Der Bombenanschlag vom Düsseldorfer S-Bahnhof Wehrhahn bleibt auch mehr als 20 Jahre nach der Tat unaufgeklärt. Der Bundesgerichtshof (BGH) in Karlsruhe bestätigte am Donnerstag den Freispruch des Landgerichts Düsseldorf für einen 2018 angeklagten Mann. Das Urteil ist damit rechtskräftig – wer im Juli 2000 an dem Bahnhof eine Bombe deponierte, die zehn Menschen verletzte und ein ungeborenes Kind im Mutterleib tötete, ist weiter offen. (Az. 3 StR 124/20)
Es sei im Prozess deutlich geworden, „wie groß das Leid derjenigen ist, die von einer solchen Tat betroffen waren“, sagte der Vorsitzende Richter des dritten Strafsenats, Jürgen Schäfer, bei der Urteilsverkündung. Doch habe die Prüfung durch den BGH keine Rechtsfehler ergeben. Das Urteil sei hinzunehmen.
Damit geht eine lange Zeit der Ermittlungen und der Rechtsfindung zu Ende.
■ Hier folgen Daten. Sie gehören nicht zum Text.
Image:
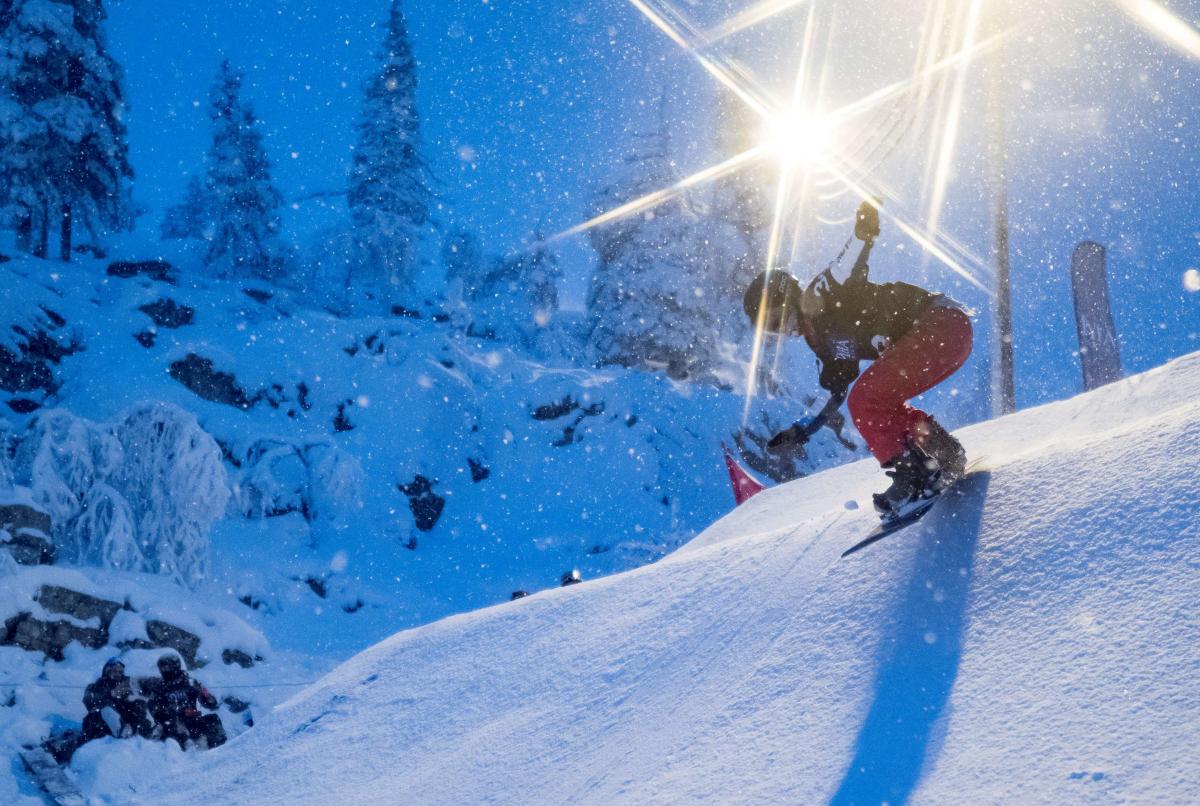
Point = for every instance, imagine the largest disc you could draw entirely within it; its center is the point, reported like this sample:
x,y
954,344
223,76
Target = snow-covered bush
x,y
175,485
141,494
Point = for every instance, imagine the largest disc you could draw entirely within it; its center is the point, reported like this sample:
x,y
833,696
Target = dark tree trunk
x,y
25,230
65,234
43,235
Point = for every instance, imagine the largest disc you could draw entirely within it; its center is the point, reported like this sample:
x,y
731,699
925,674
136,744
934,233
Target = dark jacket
x,y
180,696
851,322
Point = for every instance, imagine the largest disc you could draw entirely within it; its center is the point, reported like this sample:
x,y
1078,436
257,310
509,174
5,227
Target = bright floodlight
x,y
798,137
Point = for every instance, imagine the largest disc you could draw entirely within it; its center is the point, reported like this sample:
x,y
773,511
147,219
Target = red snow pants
x,y
937,344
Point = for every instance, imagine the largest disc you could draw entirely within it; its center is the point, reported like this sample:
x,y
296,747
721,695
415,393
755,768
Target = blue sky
x,y
526,104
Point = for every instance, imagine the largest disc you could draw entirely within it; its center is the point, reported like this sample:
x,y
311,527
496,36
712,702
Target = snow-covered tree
x,y
649,302
138,495
175,485
63,152
389,188
192,217
243,236
519,296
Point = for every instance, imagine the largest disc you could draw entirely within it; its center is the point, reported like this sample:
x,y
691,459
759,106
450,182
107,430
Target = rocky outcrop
x,y
89,620
198,374
159,270
425,504
25,534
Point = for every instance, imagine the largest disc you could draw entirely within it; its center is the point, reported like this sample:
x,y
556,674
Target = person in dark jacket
x,y
175,703
916,340
112,697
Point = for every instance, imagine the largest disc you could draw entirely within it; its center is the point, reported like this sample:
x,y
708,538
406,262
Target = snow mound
x,y
1033,639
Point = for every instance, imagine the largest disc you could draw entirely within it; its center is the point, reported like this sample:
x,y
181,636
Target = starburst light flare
x,y
1163,24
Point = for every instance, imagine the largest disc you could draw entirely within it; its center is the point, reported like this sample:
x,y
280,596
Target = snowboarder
x,y
174,702
112,708
916,338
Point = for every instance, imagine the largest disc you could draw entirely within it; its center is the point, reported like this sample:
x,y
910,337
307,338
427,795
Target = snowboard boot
x,y
943,449
916,477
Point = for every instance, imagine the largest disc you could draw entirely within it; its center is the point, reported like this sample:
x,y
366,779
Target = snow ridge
x,y
1032,641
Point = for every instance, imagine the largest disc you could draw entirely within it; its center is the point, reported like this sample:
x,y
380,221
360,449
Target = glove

Der Wehrhahn-Anschlag erschütterte die Bundesrepublik zu Beginn des Jahrhunderts und löste eine öffentliche Debatte über rechtsextreme Gewalt aus. Am 27 Juli 2000 explodierte an der Fußgängerbrücke des S-Bahnhofs Wehrhahn eine selbstgebastelte Bombe. Zum Zeitpunkt der Explosion waren dort zwölf Sprachschüler aus verschiedenen osteuropäischen Ländern unterwegs, mehrere von ihnen jüdischen Glaubens. Zehn Sprachschüler wurden verletzt, eine schwangere Frau verlor ihr ungeborenes Kind.
Die Ermittler vermuteten ein rechtsextremes Motiv. Der spätere Angeklagte war früh verdächtig – unter anderem weil er als Neonazi bekannt war, in der Nähe des Tatorts lebte und ein Geschäft für Militaria betrieb. Doch der Verdacht gegen ihn bestätigte sich zunächst nicht. Auch weitere Spuren führten zu nichts. Inzwischen hatte die Tat politische Folgen: Sie war einer der Auslöser für das NPD-Verbotsverfahren, das die damalige rot-grüne Bundesregierung 2001 begann.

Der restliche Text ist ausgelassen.